We are glad to see a decided application of the prophecies of Revelation to Rome. Mr. Mansford observes, "It is not a mere question in theology, whether the 13th, 14th, 17th and 18th chapters of the Apocalypse relate to Papal Rome or not. If it be made a question by any, no Protestant can admit it to be such without virtually renouncing his Protestantism."

After then shewing the way in which four different parties set aside the Protestant application, he observes :

"Thus all, under different names and for different purposes, are associated in aiding the machinations of the great enemy of men. It would seem as though the powers of darkness had, from the beginning, planned a conspiracy against the prophecy which, in the fulness of time, they have been permitted to carry into complete and deadly effect; and parties, with opposing views and undesigned co-operation, are united in helping forward that infatuation of the people and revival of the beast and the false prophet which shall advance together, till the first shall be found swelling the hosts of his enemies at the coming of the Son of Man, and the two last shall be cast into the lake of fire."

We can heartily commend this work to our readers. Whether they agree or not with the author's general conclusion, they will find it full of Christian thought and good feeling.

MEMOIRS OF THE LIFE OF THE REV. JOHN WILLIAMS, Missionary to Polynesia. By EBENEZER PROUT. Second Thousand. 8vo. London: Snow. 1843.

THE name of Williams will long be dear to British Christians. His remarkable adaptation of character to his situation, his qualifications for the work which he was called to fill, the power he gained over the native mind, the simplicity with which he declared the truths of the Gospel, the success which God gave to him, and the sacrifice of his life in his work, have embalmed his memory in the grateful recollection of his fellow-Christians.

In such a memoir, we lose sight almost (we would that this work enabled us to say altogether) of the petty distinctions which divide Christians who hold the Head, and can cordially rejoice in the labours among the Heathen, of one who walked not with us in the outward discipline which we justly think the spirit of unity and order requires in our own country.

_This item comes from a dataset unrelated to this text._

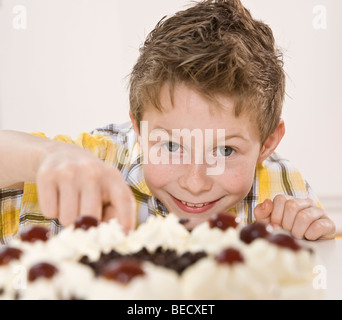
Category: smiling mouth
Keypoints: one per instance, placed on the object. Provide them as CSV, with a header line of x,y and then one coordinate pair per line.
x,y
194,207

Such a work is calculated to have a most beneficial reflex good in this very view. Here is one having none of those peculiarities of our Church in which so many glory, as the Romanist does on similar grounds in his peculiarities, and yet the Dissenter is prospered of God to the conversion of many a heathen from dumb idols to the living God, and from idolatry to the faith, hope and love that is in Christ Jesus. He is honoured of God in changing the whole religion of considerable islands, and bringing them to a consistent profession of Christianity. Surely there is great danger lest if we go on boasting in our external privileges we shall be deservedly left in the curse of barrenness; there is great danger lest while we are exalting ourselves, God will abase us before his whole Church.

Mr. Prout's life is full of interesting facts and written generally in a good spirit. The work cannot fail of doing much good at home; and from our heart we say, Glory be to God for such faithful labourers as the Missionary Williams, who have gone forth from us to bless the heathen world and to be an honour to our beloved country.